Ik was best huiverig om te starten met insuline, maar het is me enorm meegevallen!

Diabetes type 2

Diabetes type 2 is de meest voorkomende vorm van diabetes: ongeveer 90% van de mensen met diabetes heeft diabetes type 2. Diabetes type 2 ontstaat langzaam en meestal op latere leeftijd. Er is vaak sprake van een combinatie van langzaam afnemende aanmaak van insuline en het minder gevoelig worden van het lichaam voor insuline (insulineresistentie). 

De oorzaak van diabetes type 2 is niet altijd goed vast te stellen. De kans op het ontstaan van diabetes type 2 is groter als de aandoening in de familie voorkomt en na zwangerschapsdiabetes. Diabetes type 2 gaat veelal gepaard met overgewicht, een verstoorde vetstofwisseling en een (langdurig) te hoge bloeddruk. Overgewicht bij iemand met diabetes type 2 versnelt bovendien de ontwikkeling van insulineresistentie.

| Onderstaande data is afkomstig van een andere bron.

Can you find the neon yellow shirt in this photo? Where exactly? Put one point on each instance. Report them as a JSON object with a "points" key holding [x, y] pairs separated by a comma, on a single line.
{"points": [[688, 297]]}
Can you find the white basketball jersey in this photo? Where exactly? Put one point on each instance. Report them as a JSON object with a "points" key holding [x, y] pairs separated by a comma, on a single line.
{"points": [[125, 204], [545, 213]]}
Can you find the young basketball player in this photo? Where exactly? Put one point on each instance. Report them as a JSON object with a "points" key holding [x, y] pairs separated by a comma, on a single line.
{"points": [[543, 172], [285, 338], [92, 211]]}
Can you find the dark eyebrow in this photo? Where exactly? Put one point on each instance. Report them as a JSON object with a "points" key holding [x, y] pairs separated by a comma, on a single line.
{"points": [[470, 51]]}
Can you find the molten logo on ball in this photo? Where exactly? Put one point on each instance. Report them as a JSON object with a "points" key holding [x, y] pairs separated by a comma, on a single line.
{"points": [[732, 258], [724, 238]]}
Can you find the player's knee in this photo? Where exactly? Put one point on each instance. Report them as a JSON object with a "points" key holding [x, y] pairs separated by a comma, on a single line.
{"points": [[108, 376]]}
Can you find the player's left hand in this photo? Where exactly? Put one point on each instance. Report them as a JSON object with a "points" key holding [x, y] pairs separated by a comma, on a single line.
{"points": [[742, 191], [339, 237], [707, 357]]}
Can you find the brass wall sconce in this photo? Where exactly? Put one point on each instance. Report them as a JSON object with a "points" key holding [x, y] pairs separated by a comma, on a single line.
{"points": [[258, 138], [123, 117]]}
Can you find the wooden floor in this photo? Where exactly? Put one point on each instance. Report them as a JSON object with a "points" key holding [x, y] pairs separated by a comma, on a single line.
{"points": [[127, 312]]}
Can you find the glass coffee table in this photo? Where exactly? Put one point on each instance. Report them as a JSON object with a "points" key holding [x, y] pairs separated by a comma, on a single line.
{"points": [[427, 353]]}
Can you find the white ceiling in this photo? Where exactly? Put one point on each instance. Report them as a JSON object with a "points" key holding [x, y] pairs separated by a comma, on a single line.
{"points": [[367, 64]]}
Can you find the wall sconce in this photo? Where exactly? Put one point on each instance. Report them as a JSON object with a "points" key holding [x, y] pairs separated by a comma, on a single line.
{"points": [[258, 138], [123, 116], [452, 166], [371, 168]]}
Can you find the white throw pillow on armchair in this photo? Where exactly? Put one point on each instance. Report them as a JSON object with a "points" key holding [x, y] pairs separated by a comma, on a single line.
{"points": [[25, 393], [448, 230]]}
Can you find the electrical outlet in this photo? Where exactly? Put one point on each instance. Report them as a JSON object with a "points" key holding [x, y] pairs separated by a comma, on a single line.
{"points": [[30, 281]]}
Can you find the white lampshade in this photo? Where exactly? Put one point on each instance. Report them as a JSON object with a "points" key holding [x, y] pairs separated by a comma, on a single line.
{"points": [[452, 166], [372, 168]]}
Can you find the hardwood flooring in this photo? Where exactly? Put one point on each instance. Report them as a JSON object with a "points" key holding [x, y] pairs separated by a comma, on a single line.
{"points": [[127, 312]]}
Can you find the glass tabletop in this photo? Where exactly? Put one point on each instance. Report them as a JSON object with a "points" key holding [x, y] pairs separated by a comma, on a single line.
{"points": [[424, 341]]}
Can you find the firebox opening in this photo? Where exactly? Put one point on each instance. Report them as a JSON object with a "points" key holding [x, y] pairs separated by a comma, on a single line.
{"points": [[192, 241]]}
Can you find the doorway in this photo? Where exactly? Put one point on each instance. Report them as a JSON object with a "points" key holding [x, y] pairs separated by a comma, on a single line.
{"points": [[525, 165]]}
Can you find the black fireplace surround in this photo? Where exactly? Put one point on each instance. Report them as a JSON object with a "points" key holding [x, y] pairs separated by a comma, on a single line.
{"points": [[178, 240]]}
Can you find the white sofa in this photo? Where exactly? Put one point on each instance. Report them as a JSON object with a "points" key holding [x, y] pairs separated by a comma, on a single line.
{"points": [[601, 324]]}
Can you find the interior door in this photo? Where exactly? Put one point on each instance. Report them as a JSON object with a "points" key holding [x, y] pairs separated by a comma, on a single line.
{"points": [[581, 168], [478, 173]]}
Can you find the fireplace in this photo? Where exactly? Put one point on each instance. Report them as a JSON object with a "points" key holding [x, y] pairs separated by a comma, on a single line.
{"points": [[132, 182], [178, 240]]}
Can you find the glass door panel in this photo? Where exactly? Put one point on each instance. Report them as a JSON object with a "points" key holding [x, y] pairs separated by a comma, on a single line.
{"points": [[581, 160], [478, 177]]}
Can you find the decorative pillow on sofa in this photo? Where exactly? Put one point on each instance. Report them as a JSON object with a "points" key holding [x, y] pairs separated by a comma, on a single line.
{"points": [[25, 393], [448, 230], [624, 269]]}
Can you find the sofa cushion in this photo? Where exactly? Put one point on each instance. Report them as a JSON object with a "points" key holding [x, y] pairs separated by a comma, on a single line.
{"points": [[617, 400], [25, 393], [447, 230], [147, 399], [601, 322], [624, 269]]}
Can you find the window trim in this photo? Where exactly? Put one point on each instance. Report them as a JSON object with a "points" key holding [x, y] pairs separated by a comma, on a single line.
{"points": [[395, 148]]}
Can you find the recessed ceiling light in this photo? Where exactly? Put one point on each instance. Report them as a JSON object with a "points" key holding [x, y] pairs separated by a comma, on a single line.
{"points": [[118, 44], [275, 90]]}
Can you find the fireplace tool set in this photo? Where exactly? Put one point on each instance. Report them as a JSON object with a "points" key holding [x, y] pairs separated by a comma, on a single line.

Diabetes kan gepaard gaan met klachten die ontstaan door een te hoog glucosegehalte in het bloed (ook wel hyperglykemie genoemd of kortweg hyper). Deze klachten herkent u waarschijnlijk wel: dorst hebben, veel en vaak plassen, een droge mond en een moe, slaperig gevoel. Ze ontstaan doorgaans bij een bloedglucosegehalte van meer dan 9 mmol/l. Hoe hoger de hoeveelheid glucose in het bloed, hoe duidelijker de klachten. Als de diabetes behandeld wordt en het glucosegehalte in het bloed daalt, dan worden deze klachten ook weer snel minder. Vindt er geen behandeling van diabetes plaats, dan kan de glucose niet vanuit het bloed de lichaamscellen in en wordt het glucosegehalte in het bloed steeds hoger.

 

Bij de behandeling van diabetes met insuline kan het voorkomen dat de bloedglucosewaarde te ver daalt, tot beneden de 3,5 mmol/l. In dat geval spreken we van een hypo (van hypoglykemie). Kenmerken van een hypo zijn onder andere transpireren, onduidelijk praten, wazig zien en een slap gevoel. De behandeling van een lichte of matige hypoglykemie bestaat bijvoorbeeld uit het eten van zes tabletten druivensuiker of het drinken van een glas suikerhoudende drank. 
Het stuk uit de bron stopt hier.